De esta forma, el Comité Ejecutivo tendrá una sesión extraordinaria para tomar una decisión sobre el caso. Algunos consideran que se puede trasladar el caso al Comité de Ética y otros señalan que es en el Ejecutivo donde se debe hacer un llamado de atención para Villalobos, ya que es lo más que podría suceder porque el alcance no les da para una inhabilitación del jerarca y vicepresidente de la Concacaf.
Tampoco cabe una sanción económica. Villalobos no es asalariado por parte de la Fedefútbol.
Villalobos habría utilizado un tono increpante e irrespetuoso
El pasado 15 de setiembre el presidente de la Fedefútbol se quebró ante su personal. En una actividad del día de Independencia le pidió disculpas al personal por si en algún momento alguno consideró que había recibido un mal trato de su parte.
Cuatro meses después, la coordinadora de Desarrollo Humano, expuso una situación en la que ella considera que la máxima cabeza del fútbol tico le habló “con un tono intimidante e irrespetuoso”.
Según el documento, el enojo de Villalobos se debió a que Alvarenga no contempló en el presupuesto anual para una plaza de “jefe de operaciones e infraestructura” para una persona que tendría un salario mensual de 1.800.000 colones.

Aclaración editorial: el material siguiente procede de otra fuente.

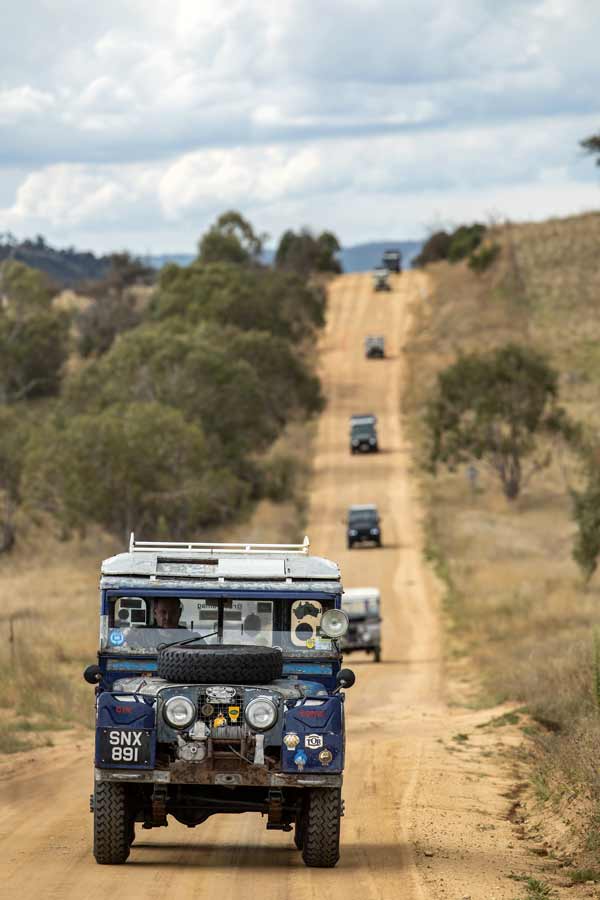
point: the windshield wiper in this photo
(198, 637)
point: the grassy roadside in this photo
(515, 604)
(49, 605)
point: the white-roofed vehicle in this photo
(219, 690)
(362, 606)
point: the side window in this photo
(201, 616)
(129, 612)
(248, 622)
(305, 621)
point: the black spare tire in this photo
(230, 663)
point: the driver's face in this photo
(166, 612)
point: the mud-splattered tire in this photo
(321, 845)
(299, 834)
(113, 824)
(227, 663)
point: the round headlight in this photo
(261, 713)
(179, 712)
(334, 623)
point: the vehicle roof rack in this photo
(216, 549)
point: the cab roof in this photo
(215, 565)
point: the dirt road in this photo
(412, 808)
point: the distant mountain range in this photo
(65, 267)
(69, 266)
(359, 258)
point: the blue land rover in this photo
(219, 689)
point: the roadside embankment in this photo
(519, 619)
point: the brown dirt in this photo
(428, 795)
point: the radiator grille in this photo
(221, 718)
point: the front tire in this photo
(113, 824)
(321, 846)
(299, 832)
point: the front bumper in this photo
(195, 773)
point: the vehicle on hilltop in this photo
(392, 260)
(364, 631)
(219, 689)
(363, 525)
(380, 278)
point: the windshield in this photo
(140, 624)
(358, 430)
(363, 519)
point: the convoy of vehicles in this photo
(364, 631)
(219, 681)
(219, 689)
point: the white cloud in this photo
(23, 102)
(150, 118)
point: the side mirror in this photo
(93, 674)
(345, 678)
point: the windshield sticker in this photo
(323, 644)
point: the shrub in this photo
(493, 407)
(482, 259)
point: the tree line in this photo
(159, 414)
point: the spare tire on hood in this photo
(233, 663)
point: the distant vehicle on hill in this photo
(363, 434)
(364, 631)
(363, 525)
(392, 260)
(375, 346)
(380, 277)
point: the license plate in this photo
(125, 746)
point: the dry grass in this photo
(515, 602)
(49, 604)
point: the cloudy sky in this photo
(133, 124)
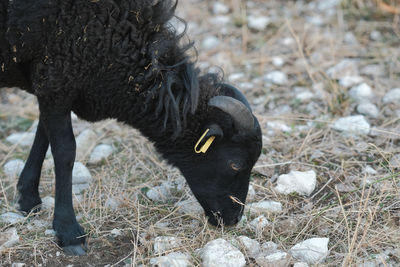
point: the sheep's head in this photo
(226, 151)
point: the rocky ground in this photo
(323, 79)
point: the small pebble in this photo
(165, 243)
(368, 109)
(362, 92)
(393, 96)
(220, 253)
(312, 251)
(8, 238)
(100, 153)
(259, 223)
(352, 125)
(174, 259)
(258, 23)
(276, 77)
(295, 181)
(220, 8)
(210, 42)
(80, 174)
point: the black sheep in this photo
(121, 59)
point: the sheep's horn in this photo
(241, 115)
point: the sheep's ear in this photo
(211, 134)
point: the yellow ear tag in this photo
(205, 147)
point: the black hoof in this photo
(75, 250)
(29, 204)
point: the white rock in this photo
(11, 217)
(80, 174)
(373, 70)
(220, 8)
(350, 38)
(352, 125)
(21, 138)
(278, 61)
(287, 41)
(312, 251)
(368, 109)
(300, 264)
(13, 168)
(393, 96)
(278, 126)
(369, 170)
(269, 247)
(220, 253)
(210, 42)
(258, 23)
(317, 20)
(326, 5)
(189, 206)
(361, 92)
(116, 232)
(265, 206)
(174, 259)
(79, 188)
(276, 77)
(50, 232)
(301, 182)
(348, 81)
(346, 67)
(276, 259)
(100, 153)
(220, 20)
(165, 243)
(48, 202)
(84, 143)
(259, 223)
(112, 203)
(159, 193)
(304, 96)
(251, 246)
(8, 238)
(375, 36)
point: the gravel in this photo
(165, 243)
(301, 182)
(276, 77)
(352, 125)
(8, 238)
(393, 96)
(258, 23)
(312, 251)
(220, 253)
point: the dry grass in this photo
(359, 212)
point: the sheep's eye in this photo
(235, 166)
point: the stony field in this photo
(323, 78)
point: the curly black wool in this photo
(102, 59)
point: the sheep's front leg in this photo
(59, 130)
(28, 183)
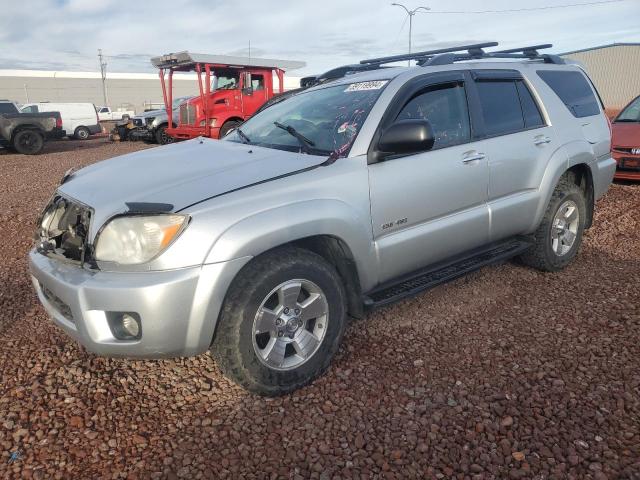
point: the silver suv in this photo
(368, 187)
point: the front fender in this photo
(271, 228)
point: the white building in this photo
(134, 91)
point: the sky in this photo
(66, 34)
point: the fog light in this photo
(130, 325)
(125, 325)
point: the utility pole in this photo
(411, 13)
(103, 73)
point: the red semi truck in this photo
(231, 90)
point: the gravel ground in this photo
(507, 373)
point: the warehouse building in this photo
(614, 69)
(128, 91)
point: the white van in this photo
(79, 120)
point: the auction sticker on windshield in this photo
(360, 86)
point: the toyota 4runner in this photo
(370, 186)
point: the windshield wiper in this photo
(243, 136)
(304, 141)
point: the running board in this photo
(443, 272)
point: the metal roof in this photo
(187, 59)
(599, 47)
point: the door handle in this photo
(473, 158)
(541, 140)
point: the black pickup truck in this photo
(27, 132)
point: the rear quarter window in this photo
(574, 91)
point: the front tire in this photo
(281, 323)
(82, 133)
(228, 126)
(28, 142)
(558, 238)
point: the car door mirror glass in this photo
(407, 136)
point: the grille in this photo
(187, 114)
(63, 229)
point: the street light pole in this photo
(411, 13)
(103, 74)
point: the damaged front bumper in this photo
(178, 309)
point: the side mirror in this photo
(407, 136)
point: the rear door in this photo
(518, 142)
(430, 206)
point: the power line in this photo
(549, 7)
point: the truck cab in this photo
(231, 90)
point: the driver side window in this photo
(444, 106)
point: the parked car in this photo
(106, 114)
(26, 133)
(152, 125)
(626, 141)
(347, 196)
(79, 120)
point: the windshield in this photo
(176, 103)
(631, 113)
(319, 122)
(225, 80)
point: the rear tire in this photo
(281, 323)
(558, 238)
(228, 126)
(28, 142)
(82, 133)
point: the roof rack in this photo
(530, 53)
(441, 56)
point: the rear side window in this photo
(445, 108)
(530, 110)
(574, 90)
(500, 107)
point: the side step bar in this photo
(432, 276)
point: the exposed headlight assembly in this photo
(135, 239)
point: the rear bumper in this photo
(56, 133)
(623, 170)
(178, 309)
(605, 168)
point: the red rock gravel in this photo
(507, 373)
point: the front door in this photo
(254, 92)
(431, 206)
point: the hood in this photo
(152, 114)
(625, 134)
(180, 174)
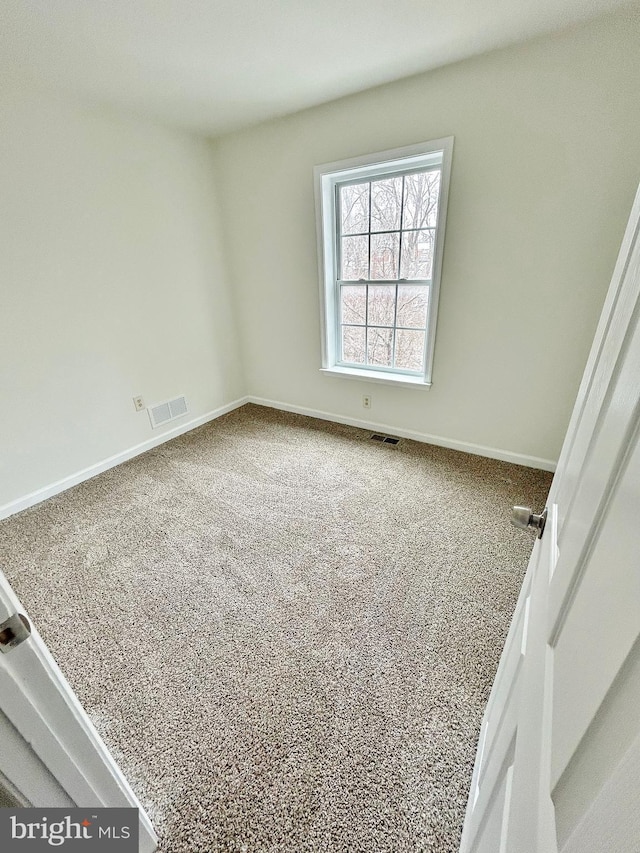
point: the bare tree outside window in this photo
(387, 241)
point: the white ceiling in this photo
(216, 65)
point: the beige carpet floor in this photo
(284, 631)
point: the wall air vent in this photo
(162, 413)
(385, 439)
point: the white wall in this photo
(546, 163)
(112, 283)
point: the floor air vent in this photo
(385, 439)
(162, 413)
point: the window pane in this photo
(386, 199)
(353, 345)
(412, 305)
(382, 304)
(417, 254)
(421, 194)
(355, 261)
(384, 256)
(354, 303)
(409, 350)
(380, 346)
(354, 206)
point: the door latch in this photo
(13, 631)
(524, 518)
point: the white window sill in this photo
(381, 377)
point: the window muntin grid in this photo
(381, 257)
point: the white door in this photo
(50, 753)
(558, 763)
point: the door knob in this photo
(523, 517)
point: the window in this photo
(381, 235)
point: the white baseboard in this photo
(73, 479)
(426, 438)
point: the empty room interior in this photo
(296, 303)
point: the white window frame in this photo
(437, 153)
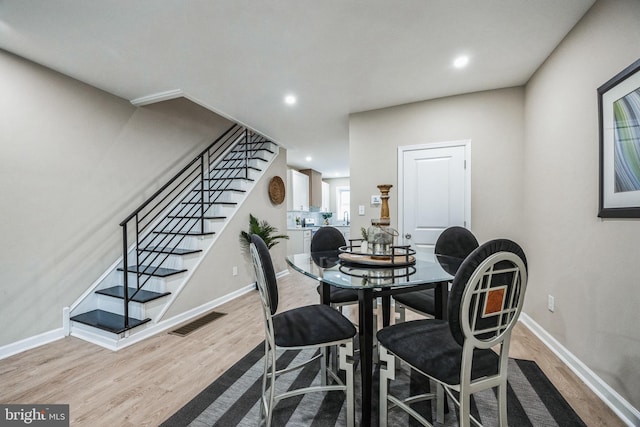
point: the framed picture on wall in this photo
(619, 111)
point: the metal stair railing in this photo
(178, 209)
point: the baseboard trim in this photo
(31, 342)
(618, 404)
(112, 344)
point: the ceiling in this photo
(240, 58)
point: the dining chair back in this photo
(455, 242)
(309, 327)
(468, 352)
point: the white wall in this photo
(74, 162)
(591, 266)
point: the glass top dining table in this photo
(372, 279)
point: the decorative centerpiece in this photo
(380, 235)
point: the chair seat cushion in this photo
(429, 346)
(311, 325)
(423, 300)
(340, 295)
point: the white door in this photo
(434, 191)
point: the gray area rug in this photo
(232, 400)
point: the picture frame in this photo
(619, 127)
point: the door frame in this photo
(466, 143)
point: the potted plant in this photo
(267, 232)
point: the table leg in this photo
(386, 311)
(365, 334)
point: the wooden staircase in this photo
(172, 235)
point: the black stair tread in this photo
(142, 295)
(195, 216)
(240, 168)
(229, 178)
(170, 250)
(210, 203)
(222, 190)
(187, 233)
(253, 150)
(107, 321)
(153, 271)
(242, 157)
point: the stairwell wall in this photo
(214, 277)
(74, 162)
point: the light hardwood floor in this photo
(144, 384)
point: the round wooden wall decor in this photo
(276, 190)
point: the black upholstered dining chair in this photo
(327, 239)
(310, 327)
(458, 354)
(455, 242)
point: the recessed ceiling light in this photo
(461, 61)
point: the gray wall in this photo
(589, 265)
(492, 120)
(534, 154)
(213, 278)
(74, 161)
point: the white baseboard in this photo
(618, 404)
(31, 342)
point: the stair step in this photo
(230, 178)
(236, 190)
(142, 295)
(107, 321)
(195, 216)
(170, 250)
(152, 271)
(253, 150)
(186, 233)
(211, 203)
(240, 168)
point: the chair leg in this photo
(323, 365)
(346, 364)
(387, 372)
(400, 310)
(465, 406)
(265, 374)
(440, 400)
(502, 403)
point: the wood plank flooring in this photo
(144, 384)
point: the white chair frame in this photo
(268, 398)
(501, 337)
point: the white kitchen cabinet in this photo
(297, 191)
(299, 241)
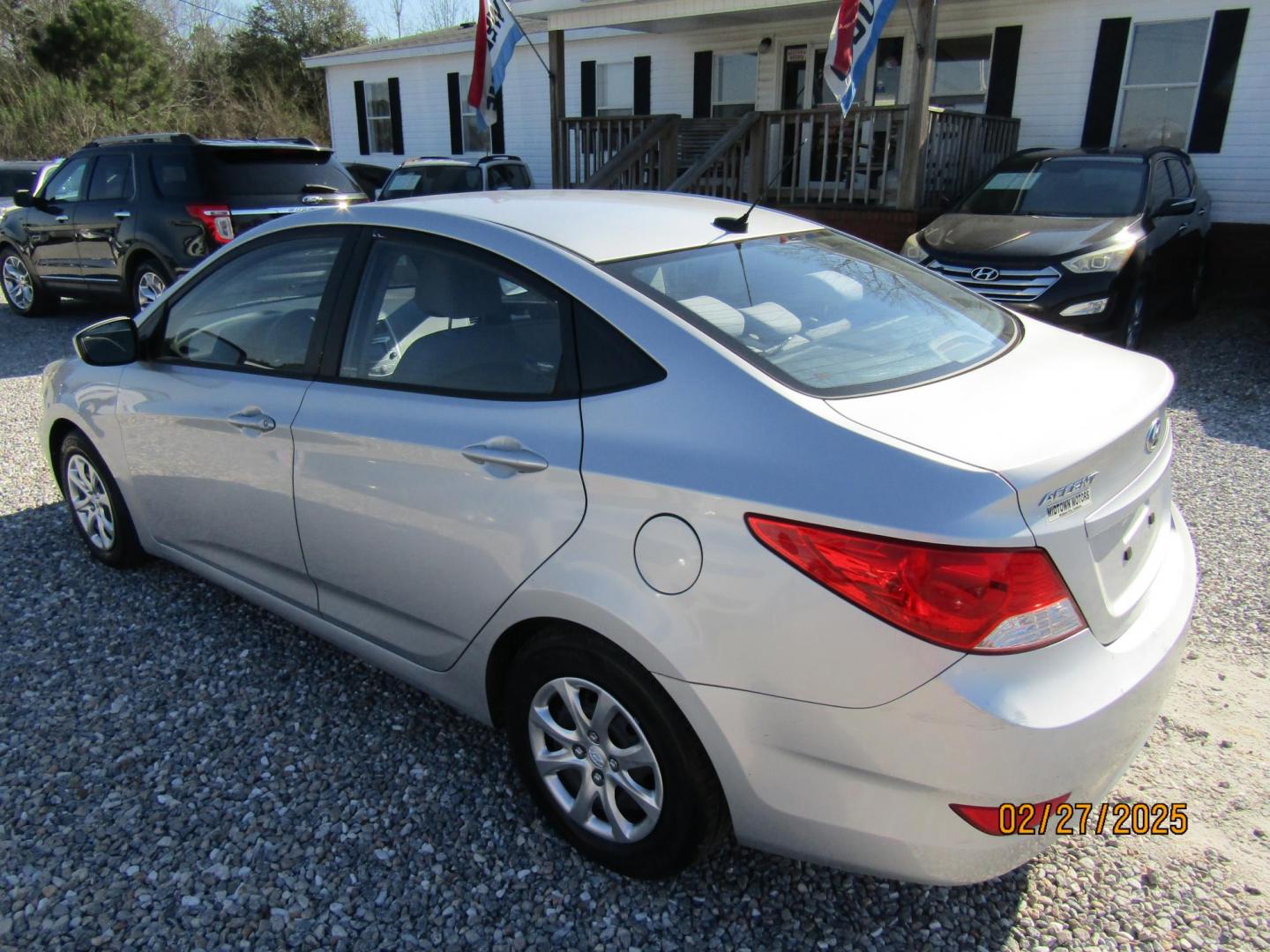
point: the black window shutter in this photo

Ese espacio se abrió bajo la solicitud de la dirección de Operaciones y Eventos, que encabeza la señora Lidia Rojas.
Para Alvarenga, Rojas era la persona encargada de asumir la partida presupuestaria, ya que ella es la directora del departamento donde se abriría la plaza. Villalobos le achaca la culpa.
“El punto más humillante y despectivo de toda la conversación fue cuando el señor Villalobos me dice en tono de burla y sarcasmo: pero sí saliste corriendo para hacer su aumento, ahí sí no se le olvidó ni un colón. Esto en referencia a los aumentos salariales que aprobaron Villalobos, Gustavo Araya y el tesorero, Eladio Carranza”, dice la carta enviada al Secretario General.
La colaboradora también denuncia que después del trago amargo con Villalobos, es “víctima de insinuaciones malintencionadas” como que ella filtró información a otros miembros del Ejecutivo. Incluso, explica, que recibió “recomendaciones de cómo debería ser la forma de responderle a miembros del Comité Ejecutivo sobre este proceso en particular”.
La Nación intentó conversar con Villalobos sobre este tema. Sin embargo, hasta este momento nuestras consultas no tienen respuestas por parte de la Fedefútbol.